NPM has the possibility to auto-fix:

$ npm audit fix

And if there are SEMVER warnings, let’s manually check each dependency override all warnings and upgrade anyway.

$ npm audit fix --force

NPM updates everything accordingly. Time to create a new yarn.lock file. Remove the old one and call yarn import.

$ rm yarn.lock
$ yarn import

Yarn will create the lockfile based on your package-lock.json. No need for package-lock.json anymore, so let’s get rid of it and do another audit.

$ rm package-lock.json 
$ yarn audit
yarn audit v1.22.10
0 vulnerabilities found - Packages audited: 945
✨ Done in 1.20s.

✨ indeed.
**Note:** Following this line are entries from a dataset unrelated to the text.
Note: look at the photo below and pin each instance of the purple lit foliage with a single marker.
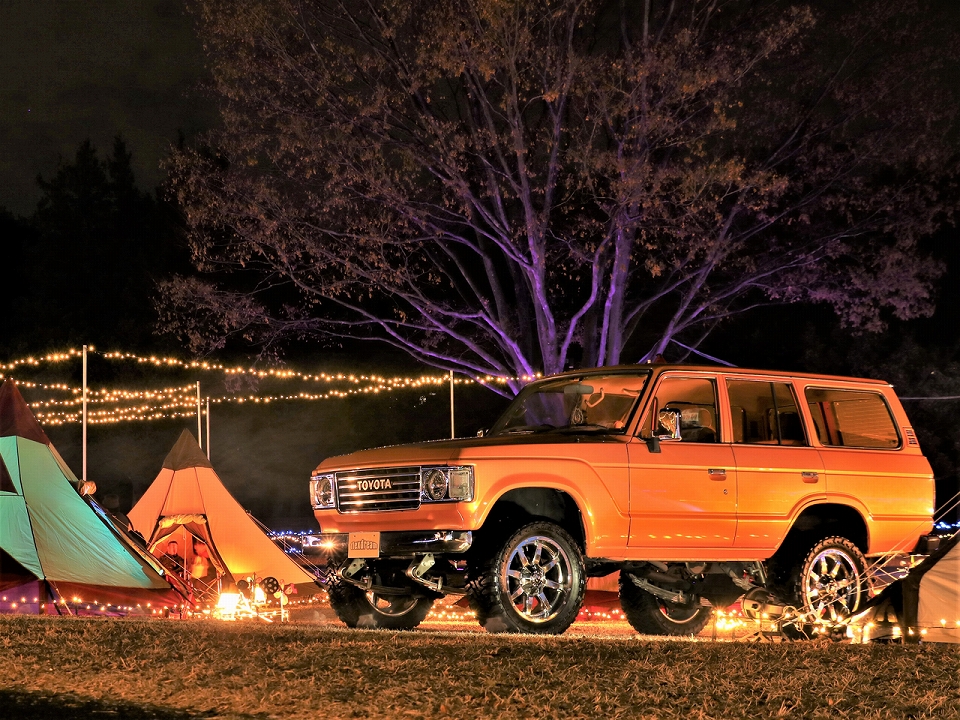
(504, 188)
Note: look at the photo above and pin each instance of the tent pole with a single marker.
(208, 428)
(83, 471)
(199, 426)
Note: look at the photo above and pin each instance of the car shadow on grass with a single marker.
(31, 705)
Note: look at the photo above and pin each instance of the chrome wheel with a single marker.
(533, 583)
(832, 580)
(537, 578)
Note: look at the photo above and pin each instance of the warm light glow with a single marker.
(118, 405)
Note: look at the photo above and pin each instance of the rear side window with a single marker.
(849, 418)
(764, 413)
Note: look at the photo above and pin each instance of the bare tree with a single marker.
(506, 187)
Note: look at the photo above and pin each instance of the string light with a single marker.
(121, 405)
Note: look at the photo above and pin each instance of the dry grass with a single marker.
(82, 668)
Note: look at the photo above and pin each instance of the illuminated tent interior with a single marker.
(59, 550)
(188, 504)
(925, 605)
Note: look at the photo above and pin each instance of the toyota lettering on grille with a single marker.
(378, 484)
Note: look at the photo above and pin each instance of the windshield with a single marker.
(599, 403)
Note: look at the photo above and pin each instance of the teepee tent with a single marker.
(924, 605)
(188, 504)
(56, 542)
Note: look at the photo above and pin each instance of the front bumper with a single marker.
(336, 546)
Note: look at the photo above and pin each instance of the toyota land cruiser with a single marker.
(698, 485)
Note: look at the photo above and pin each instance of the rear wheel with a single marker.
(534, 583)
(357, 608)
(828, 585)
(650, 615)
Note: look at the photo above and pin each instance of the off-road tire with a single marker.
(359, 609)
(650, 615)
(539, 556)
(828, 584)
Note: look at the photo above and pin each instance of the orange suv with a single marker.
(698, 485)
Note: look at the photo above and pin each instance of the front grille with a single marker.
(378, 489)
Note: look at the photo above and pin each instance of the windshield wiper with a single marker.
(587, 428)
(527, 429)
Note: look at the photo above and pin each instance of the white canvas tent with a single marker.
(188, 503)
(923, 606)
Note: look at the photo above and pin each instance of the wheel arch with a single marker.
(824, 520)
(521, 505)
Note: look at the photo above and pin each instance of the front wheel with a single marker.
(650, 615)
(357, 608)
(534, 583)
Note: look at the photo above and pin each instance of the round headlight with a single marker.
(434, 483)
(325, 491)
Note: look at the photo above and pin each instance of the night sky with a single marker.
(72, 70)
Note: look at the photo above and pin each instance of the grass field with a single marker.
(68, 668)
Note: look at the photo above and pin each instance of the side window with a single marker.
(850, 418)
(764, 413)
(696, 399)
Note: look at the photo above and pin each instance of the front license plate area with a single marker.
(363, 545)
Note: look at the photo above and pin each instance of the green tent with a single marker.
(58, 540)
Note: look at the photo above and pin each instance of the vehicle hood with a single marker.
(454, 452)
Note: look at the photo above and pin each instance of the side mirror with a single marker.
(669, 421)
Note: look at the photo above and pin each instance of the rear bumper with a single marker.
(334, 546)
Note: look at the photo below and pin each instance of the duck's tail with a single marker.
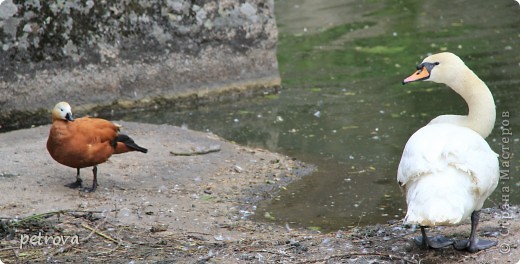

Commit, push, and get rid of all your dependabot alerts.

A cry for help #

This is what I found out while maintaining some projects from the past that screamed red warnings at me because of outdated dependencies. To be fair, I never used Yarn extensively so I can’t tell if I missed something peculiar. If I missed something, I’m more than happy to get in contact with you! Cheers!

Update: Alex introduced me to yarn-audit-fix, which should help in this matter. Thank you!